Debuting in 2015 to much fanfare and praise, Woogie Weekend is the brainchild of Los Angeles-based The Do LaB, the artist collective and events company responsible for another fan favorite: Lightning In a Bottle (LIB). The idea with Woogie Weekend was to return to the simpler version of the fan-favorite stage, the Woogie Stage, of LIB's early years. In fact, the Woogie stage originated as the “Woogaloogie,” and was an early design of fellow Do LaB cofounder, Josh Flemming. It later became a smaller stage dedicated to house music and gained the nickname “the Woogie.” Thus, Woogie Weekend is a distillation of that much-loved stage’s vibe into a more intimate and grounded festival where roughly 4,000 festival-goers can camp onsite while “celebrating house music in all its iterations.”
“Everyone loves the Woogie so much, it made perfect sense to create a whole new event around it,” says Flemming. “We were excited to work on something with a more narrow focus and master the Woogie vibes."
Indeed, the inaugural year did not disappoint. Even though a bonafide – yet unexpected – rainstorm swept through the festival's second day, the Woogie spirit prevailed. Festival-goers embraced the wetness throughout the weekend and even remained positive when rained caused the speakers to short circuit for a brief time. As one reviewer put it: “After fifteen minutes a solid crowd had formed, drenched, caked in mud and stoked to get their tunes back.”
Woogie On Down
The overall vibe at Woogie Weekend is to check your ego at the door, and to be ready to go on a musical adventure. The technicolor aesthetic and wild stage designs help set the scene, and are part of what The Do LaB is known for. There are two stages—The Hive and The Beat Nest—as well as the Dusk and Dawn after-party rigs that live in the campgrounds. The close-together stages allow festival-goers to see it all without too much effort or planning. Musically speaking, longer sets across just two stages mean that DJs and acts have more of an opportunity to gradually build hype and take listeners on a musical journey, rather than having to make a musical statement in a scheduled, compressed window of time. Once the main stages close down, the rugged after-parties swoop in to provide more than enough reason to stay up through the night until morning yoga.

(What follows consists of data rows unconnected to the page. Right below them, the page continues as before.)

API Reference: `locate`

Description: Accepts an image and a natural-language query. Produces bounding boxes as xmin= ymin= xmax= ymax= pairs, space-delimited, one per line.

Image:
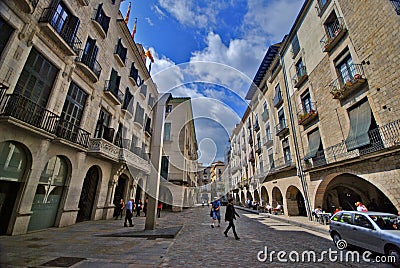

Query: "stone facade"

xmin=0 ymin=0 xmax=158 ymax=235
xmin=227 ymin=0 xmax=400 ymax=217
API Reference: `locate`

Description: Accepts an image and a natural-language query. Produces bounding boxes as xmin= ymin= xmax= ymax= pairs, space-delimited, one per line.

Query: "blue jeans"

xmin=213 ymin=210 xmax=221 ymax=220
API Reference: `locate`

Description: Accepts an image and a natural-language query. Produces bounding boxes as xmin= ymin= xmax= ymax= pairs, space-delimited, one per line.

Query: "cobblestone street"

xmin=1 ymin=206 xmax=395 ymax=267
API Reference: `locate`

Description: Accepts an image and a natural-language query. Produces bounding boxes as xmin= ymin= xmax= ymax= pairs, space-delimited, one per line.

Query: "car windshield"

xmin=368 ymin=215 xmax=399 ymax=230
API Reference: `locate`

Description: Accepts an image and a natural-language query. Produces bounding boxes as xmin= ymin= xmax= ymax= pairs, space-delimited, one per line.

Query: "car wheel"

xmin=387 ymin=246 xmax=400 ymax=266
xmin=332 ymin=233 xmax=341 ymax=244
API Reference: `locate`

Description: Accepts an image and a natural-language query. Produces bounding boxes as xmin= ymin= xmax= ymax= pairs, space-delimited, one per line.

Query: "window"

xmin=258 ymin=155 xmax=263 ymax=174
xmin=0 ymin=141 xmax=27 ymax=182
xmin=82 ymin=37 xmax=100 ymax=73
xmin=94 ymin=108 xmax=111 ymax=138
xmin=340 ymin=213 xmax=353 ymax=224
xmin=129 ymin=63 xmax=139 ymax=81
xmin=130 ymin=134 xmax=138 ymax=152
xmin=166 ymin=105 xmax=172 ymax=113
xmin=0 ymin=17 xmax=14 ymax=57
xmin=304 ymin=129 xmax=322 ymax=160
xmin=15 ymin=48 xmax=58 ymax=108
xmin=114 ymin=123 xmax=123 ymax=147
xmin=273 ymin=84 xmax=283 ymax=107
xmin=300 ymin=91 xmax=313 ymax=114
xmin=164 ymin=123 xmax=171 ymax=141
xmin=268 ymin=148 xmax=274 ymax=169
xmin=134 ymin=103 xmax=144 ymax=125
xmin=263 ymin=102 xmax=268 ymax=112
xmin=94 ymin=4 xmax=110 ymax=33
xmin=345 ymin=99 xmax=373 ymax=151
xmin=115 ymin=38 xmax=127 ymax=63
xmin=161 ymin=156 xmax=169 ymax=180
xmin=354 ymin=214 xmax=373 ymax=229
xmin=337 ymin=55 xmax=356 ymax=84
xmin=61 ymin=82 xmax=87 ymax=127
xmin=296 ymin=59 xmax=306 ymax=77
xmin=324 ymin=12 xmax=341 ymax=39
xmin=265 ymin=123 xmax=272 ymax=142
xmin=282 ymin=138 xmax=291 ymax=163
xmin=122 ymin=88 xmax=134 ymax=114
xmin=292 ymin=34 xmax=300 ymax=58
xmin=278 ymin=108 xmax=286 ymax=128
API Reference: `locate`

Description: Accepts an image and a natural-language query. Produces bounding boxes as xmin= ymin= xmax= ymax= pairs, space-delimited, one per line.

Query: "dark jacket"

xmin=225 ymin=203 xmax=239 ymax=221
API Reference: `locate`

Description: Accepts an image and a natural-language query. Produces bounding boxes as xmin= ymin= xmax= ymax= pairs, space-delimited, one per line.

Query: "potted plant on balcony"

xmin=298 ymin=110 xmax=316 ymax=124
xmin=330 ymin=88 xmax=344 ymax=99
xmin=354 ymin=74 xmax=363 ymax=80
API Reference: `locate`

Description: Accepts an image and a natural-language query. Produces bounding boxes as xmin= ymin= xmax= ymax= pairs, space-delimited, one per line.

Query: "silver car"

xmin=329 ymin=211 xmax=400 ymax=264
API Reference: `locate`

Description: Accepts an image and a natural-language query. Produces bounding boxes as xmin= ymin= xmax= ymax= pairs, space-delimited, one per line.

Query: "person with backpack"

xmin=211 ymin=197 xmax=221 ymax=228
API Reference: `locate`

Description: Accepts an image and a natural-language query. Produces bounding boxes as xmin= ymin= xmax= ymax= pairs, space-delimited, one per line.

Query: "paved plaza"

xmin=0 ymin=206 xmax=394 ymax=267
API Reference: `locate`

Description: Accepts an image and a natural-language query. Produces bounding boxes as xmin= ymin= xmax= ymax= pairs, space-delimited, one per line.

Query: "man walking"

xmin=224 ymin=198 xmax=240 ymax=240
xmin=124 ymin=198 xmax=134 ymax=227
xmin=211 ymin=197 xmax=221 ymax=228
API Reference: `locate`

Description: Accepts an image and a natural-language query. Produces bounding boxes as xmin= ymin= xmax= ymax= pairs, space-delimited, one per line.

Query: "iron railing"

xmin=56 ymin=119 xmax=90 ymax=147
xmin=77 ymin=49 xmax=102 ymax=78
xmin=297 ymin=102 xmax=318 ymax=125
xmin=320 ymin=17 xmax=346 ymax=51
xmin=273 ymin=90 xmax=283 ymax=107
xmin=93 ymin=6 xmax=110 ymax=33
xmin=329 ymin=64 xmax=366 ymax=98
xmin=293 ymin=65 xmax=308 ymax=88
xmin=275 ymin=119 xmax=288 ymax=136
xmin=114 ymin=40 xmax=127 ymax=64
xmin=0 ymin=94 xmax=59 ymax=134
xmin=104 ymin=80 xmax=124 ymax=103
xmin=39 ymin=8 xmax=82 ymax=54
xmin=304 ymin=119 xmax=400 ymax=169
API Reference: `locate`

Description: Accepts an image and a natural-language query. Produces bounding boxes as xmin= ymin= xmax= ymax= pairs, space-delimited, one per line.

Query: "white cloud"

xmin=145 ymin=17 xmax=154 ymax=26
xmin=152 ymin=5 xmax=166 ymax=19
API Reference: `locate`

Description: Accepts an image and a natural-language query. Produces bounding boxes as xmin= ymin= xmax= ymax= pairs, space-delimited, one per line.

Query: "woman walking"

xmin=224 ymin=198 xmax=240 ymax=240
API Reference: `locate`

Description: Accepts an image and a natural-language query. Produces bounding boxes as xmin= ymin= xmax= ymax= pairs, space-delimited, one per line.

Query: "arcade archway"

xmin=286 ymin=186 xmax=307 ymax=216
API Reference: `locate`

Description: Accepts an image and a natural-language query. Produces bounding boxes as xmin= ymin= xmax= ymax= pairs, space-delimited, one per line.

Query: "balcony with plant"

xmin=320 ymin=17 xmax=347 ymax=53
xmin=293 ymin=65 xmax=308 ymax=88
xmin=329 ymin=64 xmax=367 ymax=99
xmin=297 ymin=102 xmax=318 ymax=126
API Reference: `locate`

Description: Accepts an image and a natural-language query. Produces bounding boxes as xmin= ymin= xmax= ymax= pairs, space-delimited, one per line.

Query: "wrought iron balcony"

xmin=275 ymin=119 xmax=289 ymax=137
xmin=39 ymin=8 xmax=82 ymax=56
xmin=0 ymin=93 xmax=59 ymax=134
xmin=92 ymin=6 xmax=110 ymax=38
xmin=303 ymin=119 xmax=400 ymax=170
xmin=254 ymin=121 xmax=260 ymax=132
xmin=297 ymin=102 xmax=318 ymax=126
xmin=255 ymin=140 xmax=262 ymax=154
xmin=320 ymin=17 xmax=347 ymax=52
xmin=56 ymin=119 xmax=90 ymax=148
xmin=329 ymin=64 xmax=367 ymax=99
xmin=263 ymin=135 xmax=273 ymax=148
xmin=104 ymin=80 xmax=124 ymax=105
xmin=15 ymin=0 xmax=38 ymax=13
xmin=114 ymin=40 xmax=127 ymax=66
xmin=293 ymin=65 xmax=308 ymax=88
xmin=75 ymin=49 xmax=102 ymax=83
xmin=261 ymin=110 xmax=269 ymax=121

When it comes to camping, Woogie Weekend’s organizers say it’s not mandatory (meaning ticket holders can come in and out) but staying onsite definitely adds to the experience. The festival abides by a “leave it better, leave it beautiful” policy, instilling in everyone an appreciation and respect for the nature surrounding the party.
The Lineup and Sound
In 2015, there were over house-centric 30 acts across the two stages, featuring the likes of Danny Daze, Henry Saiz, Moon Boots, J. Phlip, Jonas Rathsman, Francesca Lombardo, RÜFÜS DU SOL, Adam Freeland, Pig&Dan, Nick Warren, Mikey Lion, and Way Out West (Nick Warren + Jody Wisternoff). As the rain subsided on Sunday, a special takeover by Lee Burridge and the All Day I Dream crew brought the crowd back to thumping life.
A definite highlight of 2015 was when L.A.’s quirky dance and performance troupe Bijoulette tookover the much-loved slip n' slide, which quickly brought out the wild child in nearly everyone present. Whale rafts, giant rubber duckies, swan-shaped floaties — you name it — all enhanced the carefree, fun-filled vibe of a truly epic weekend.